Dr Christine Blasey Ford became a figurehead for women last week. She testified that Justice and Supreme Court nominee, Brett Kavanaugh, sexually assaulted her when they were in high school. In front of the Senate Judiciary Committee Christine Blasey Ford gave an affecting testimony about her experience with Brett Kavanaugh. With strength and struggle Christine opened up her trauma for comment.
Christine Blasey Ford was, in her own words, terrified, and admitted she was there because she had to be, not to ruin his life or garner attention, as she been accused of. Her nerves were indisputable and understandable. The most poignant and dispiriting part of Christine’s testimony, for me, was when she said the part of the assault she most vividly remembers “indelible in the hippocampus is the laughter, the uproarious laughter between the two … I was underneath one of them while the two laughed, two friends having a really good time with one another.” Most, if not all women, know this laughter. The kind of laughter that reminds you, you are an object.
But Christine stood her ground before one of the oldest and most influential committees in US Congress and her lived experience was judged. But the commentators judged her the typical victim. Christine has been pitched in comparison to Anita Hill, who in 1991 accused a Supreme Court nominee Clarence Thomas of sexual harassment. Anita Hill was “cool and unflappable”. On the contrary, Christine Blasey Hill was apologetic, anxious, and repeatedly wished to be more helpful. Her courtesy, Emma Gray writes for the Huffington Post was “out of a desire to make other people, not ourselves [women], feel comfortable at all costs”. It has been suggested that her behaviour makes her a credible witness. If Christine Blasey Ford had acted like Brett Kavanaugh did in his testimony, outraged, irate and irritated, she would have been called emotional or hysterical. The version of assertiveness that is applied to women.
It’s brutally clear that these white privileged men who have spent their lives writing the rules, either truly don’t understand or do not want to understand the nuanced and multifaceted experience of sexual assault. These men are working exceptionally hard to push the myth that if you are assaulted, you should report it and you will be believed. This is why they focused on why Christine Blasey Ford was silent for 30 years. They seem to be blinkered to the reality of the justice system of which they are part, that does not appear all that just.
The ignorance is palpable. If Christine had reported the assault when she says it happened, would she have been believed? Would Kavanaugh have been punished? Would he not have become a Judge? I think his life’s course would have run pretty much the same as it has now. Why, because as someone tweeted this week; “Brock Turners grow up to be Brett Kavanaugh’s who make the rules for Brock Turners.” Ignoring the names of those included, this tweet summarises a failing of the US justice system, rape culture and misogyny all in less than 240 characters. Lauren Collins explores this further in her piece for the New Yorker discussing Kavanaugh’s reliance on the perceived innocence of white jocks.
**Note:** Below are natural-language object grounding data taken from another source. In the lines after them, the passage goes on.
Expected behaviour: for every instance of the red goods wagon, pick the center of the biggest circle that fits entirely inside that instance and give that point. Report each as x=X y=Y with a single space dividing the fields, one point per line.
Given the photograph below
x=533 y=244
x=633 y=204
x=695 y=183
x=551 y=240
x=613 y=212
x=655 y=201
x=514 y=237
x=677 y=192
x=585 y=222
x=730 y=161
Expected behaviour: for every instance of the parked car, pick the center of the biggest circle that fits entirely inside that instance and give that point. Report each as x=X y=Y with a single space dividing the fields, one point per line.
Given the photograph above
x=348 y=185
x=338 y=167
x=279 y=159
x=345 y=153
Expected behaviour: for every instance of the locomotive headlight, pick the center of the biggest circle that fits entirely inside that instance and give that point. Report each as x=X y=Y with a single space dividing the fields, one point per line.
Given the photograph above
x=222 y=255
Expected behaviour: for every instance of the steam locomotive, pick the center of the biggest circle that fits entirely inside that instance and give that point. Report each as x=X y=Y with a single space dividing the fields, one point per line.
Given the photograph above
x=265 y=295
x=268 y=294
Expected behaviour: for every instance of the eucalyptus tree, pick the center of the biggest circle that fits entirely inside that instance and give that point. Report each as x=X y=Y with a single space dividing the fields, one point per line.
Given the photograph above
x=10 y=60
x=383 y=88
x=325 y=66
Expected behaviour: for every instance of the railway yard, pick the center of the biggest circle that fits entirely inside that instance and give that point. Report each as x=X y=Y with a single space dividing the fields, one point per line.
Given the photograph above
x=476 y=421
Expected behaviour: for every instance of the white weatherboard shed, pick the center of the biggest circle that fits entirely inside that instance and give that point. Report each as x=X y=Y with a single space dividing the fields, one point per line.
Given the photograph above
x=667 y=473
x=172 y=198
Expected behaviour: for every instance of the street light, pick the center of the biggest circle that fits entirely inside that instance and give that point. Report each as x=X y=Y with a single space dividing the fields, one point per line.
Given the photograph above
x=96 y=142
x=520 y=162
But why is it up to everyone else to decide if, how and when someone displays their trauma? How Christine Blasey Ford presented her terrifying lived experience to the world was dissected. It was about the optics, not the truth. As Alexandra Schwartz writes for the New Yorker Christine had to be above all one thing: poised. If Christine had shown her victimhood by being aggressive and to the point, that would have been wrong.
Brett Kavanaugh was voted in. Christine Blasey Ford may not have been the wave that changed the tide but the ripples she made are irreversible. Women are outraged and crowds of them are on a warpath to hold abusers accountable and, with the November midterms rapidly approaching, ready to struggle for a system that fights for them not against them.